Sul piano fiscale, l’art.92 del T.U.I.R. impone l’adozione del LIFO a scatti, per cui il primo anno di formazione delle rimanenze si applica la media ponderata e dal secondo anno bisogna distinguere se le quantità in magazzino risultano superiori o inferiori a quello dell’esercizio precedente. Nel primo caso, la valutazione del magazzino avviene nuovamente con il metodo della media ponderata, nel secondo si imputano alle minori quantità i prezzi relativi agli ingressi di merci più recenti. La media ponderata, il FIFO e altre varianti del LIFO restano possibili per i casi di utilizzo per la valutazione del bilancio.
Per i commercianti al minuto, la valutazione delle rimanenze finali si effettua ricorrendo ai prezzi al dettaglio, anche qualora ciò comporti valori inferiori a quelli risultanti dal LIFO a scatti. Ci si può avvalere di tale deroga, a patto che nella dichiarazione dei redditi se ne indichino i criteri e le modalità e si faccia riferimento alla struttura dell’attività. Per le imprese che si avvalgono della contabilità semplificata, bisogna indicare entro il termine previsto per la presentazione della dichiarazione dei redditi e sui registri IVA le quantità e i valori delle singole categorie di beni del magazzino e i criteri seguiti per la valutazione.

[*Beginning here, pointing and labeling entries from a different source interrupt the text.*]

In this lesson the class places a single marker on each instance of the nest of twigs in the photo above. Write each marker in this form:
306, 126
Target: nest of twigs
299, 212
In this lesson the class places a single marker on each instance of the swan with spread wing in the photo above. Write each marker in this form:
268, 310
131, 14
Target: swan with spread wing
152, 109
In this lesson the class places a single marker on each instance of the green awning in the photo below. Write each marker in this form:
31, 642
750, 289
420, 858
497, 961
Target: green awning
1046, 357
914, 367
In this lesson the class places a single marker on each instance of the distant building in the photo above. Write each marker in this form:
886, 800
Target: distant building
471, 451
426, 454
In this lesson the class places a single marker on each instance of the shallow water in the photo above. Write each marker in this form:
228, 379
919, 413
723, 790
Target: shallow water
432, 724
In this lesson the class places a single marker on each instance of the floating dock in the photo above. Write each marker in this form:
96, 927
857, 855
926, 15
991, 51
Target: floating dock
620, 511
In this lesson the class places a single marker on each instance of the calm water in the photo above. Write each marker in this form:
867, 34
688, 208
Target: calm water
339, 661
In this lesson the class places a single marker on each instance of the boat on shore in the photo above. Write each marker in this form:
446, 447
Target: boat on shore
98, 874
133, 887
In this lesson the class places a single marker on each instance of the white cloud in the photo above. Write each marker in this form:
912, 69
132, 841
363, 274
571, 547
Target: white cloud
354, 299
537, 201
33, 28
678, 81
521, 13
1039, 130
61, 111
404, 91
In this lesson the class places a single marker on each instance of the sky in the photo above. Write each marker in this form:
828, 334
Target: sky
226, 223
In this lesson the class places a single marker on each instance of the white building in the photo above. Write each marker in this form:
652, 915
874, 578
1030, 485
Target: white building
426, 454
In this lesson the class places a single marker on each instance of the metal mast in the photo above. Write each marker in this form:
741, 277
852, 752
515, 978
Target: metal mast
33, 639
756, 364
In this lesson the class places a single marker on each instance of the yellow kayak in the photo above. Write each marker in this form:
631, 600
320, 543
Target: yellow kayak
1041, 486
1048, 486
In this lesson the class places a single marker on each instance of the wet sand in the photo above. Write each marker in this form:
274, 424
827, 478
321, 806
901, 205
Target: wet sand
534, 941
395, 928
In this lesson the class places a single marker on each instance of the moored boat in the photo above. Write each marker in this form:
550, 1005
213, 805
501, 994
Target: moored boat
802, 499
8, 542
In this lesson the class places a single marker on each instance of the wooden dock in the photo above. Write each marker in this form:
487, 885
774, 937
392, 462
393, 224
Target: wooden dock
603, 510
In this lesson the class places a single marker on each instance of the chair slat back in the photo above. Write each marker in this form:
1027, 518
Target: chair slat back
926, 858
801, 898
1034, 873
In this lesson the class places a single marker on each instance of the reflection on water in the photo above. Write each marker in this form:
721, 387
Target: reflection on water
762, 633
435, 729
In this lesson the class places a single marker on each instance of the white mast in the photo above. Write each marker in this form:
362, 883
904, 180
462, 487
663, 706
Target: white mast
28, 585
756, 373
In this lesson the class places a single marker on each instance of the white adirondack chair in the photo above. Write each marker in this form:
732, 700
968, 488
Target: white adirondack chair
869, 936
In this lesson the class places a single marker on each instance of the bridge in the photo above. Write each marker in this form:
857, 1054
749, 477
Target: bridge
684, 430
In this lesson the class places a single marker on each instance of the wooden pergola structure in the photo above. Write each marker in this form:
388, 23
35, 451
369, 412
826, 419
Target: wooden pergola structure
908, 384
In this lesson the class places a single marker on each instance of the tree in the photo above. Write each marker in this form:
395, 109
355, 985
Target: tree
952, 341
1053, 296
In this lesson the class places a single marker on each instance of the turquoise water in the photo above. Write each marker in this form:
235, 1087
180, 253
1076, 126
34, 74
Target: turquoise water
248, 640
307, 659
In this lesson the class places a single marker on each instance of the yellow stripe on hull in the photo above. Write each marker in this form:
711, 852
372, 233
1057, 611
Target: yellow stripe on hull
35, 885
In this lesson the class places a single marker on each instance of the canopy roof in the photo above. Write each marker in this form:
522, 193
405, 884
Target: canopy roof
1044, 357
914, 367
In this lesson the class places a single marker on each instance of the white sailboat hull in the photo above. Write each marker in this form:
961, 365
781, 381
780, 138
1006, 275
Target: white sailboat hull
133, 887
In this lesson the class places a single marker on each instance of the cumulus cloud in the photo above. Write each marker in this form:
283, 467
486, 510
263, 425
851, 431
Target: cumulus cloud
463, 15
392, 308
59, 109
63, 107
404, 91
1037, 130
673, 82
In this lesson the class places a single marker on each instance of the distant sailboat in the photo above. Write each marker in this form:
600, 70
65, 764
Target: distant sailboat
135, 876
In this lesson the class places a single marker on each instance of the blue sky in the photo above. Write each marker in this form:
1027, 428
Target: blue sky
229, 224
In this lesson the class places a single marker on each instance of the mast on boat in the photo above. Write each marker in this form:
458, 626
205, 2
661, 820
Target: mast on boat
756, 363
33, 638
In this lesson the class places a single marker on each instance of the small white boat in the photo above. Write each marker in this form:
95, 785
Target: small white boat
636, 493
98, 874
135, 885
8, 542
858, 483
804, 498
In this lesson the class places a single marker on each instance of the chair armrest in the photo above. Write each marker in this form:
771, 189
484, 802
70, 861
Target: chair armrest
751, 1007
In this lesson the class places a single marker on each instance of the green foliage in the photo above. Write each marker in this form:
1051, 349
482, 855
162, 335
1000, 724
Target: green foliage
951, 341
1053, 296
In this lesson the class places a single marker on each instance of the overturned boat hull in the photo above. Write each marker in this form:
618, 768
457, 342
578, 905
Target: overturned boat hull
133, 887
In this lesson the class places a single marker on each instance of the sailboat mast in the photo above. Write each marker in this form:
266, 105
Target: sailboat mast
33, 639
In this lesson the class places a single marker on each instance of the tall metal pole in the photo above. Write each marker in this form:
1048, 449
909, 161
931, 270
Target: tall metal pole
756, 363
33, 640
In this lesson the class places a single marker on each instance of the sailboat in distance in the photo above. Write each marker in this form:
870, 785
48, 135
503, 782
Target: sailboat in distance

Semplificando, si ha che le rimanenze finali sono pari alla differenza tra gli acquisti e il costo del venduto, dove questo è a sua volta pari ai ricavi, suddivisi per (100 x percentuale di ricarico) e moltiplicati per 100. La percentuale di ricarico, poi, è pari a Ricarico/Costo del Venduto x 100.
Infine, precisiamo che in presenza di una contabilità di magazzino le rimanenze finali possono differire dalle giacenze, a causa delle movimentazioni o lavorazioni di tali beni, oltre che a eventuali distruzioni.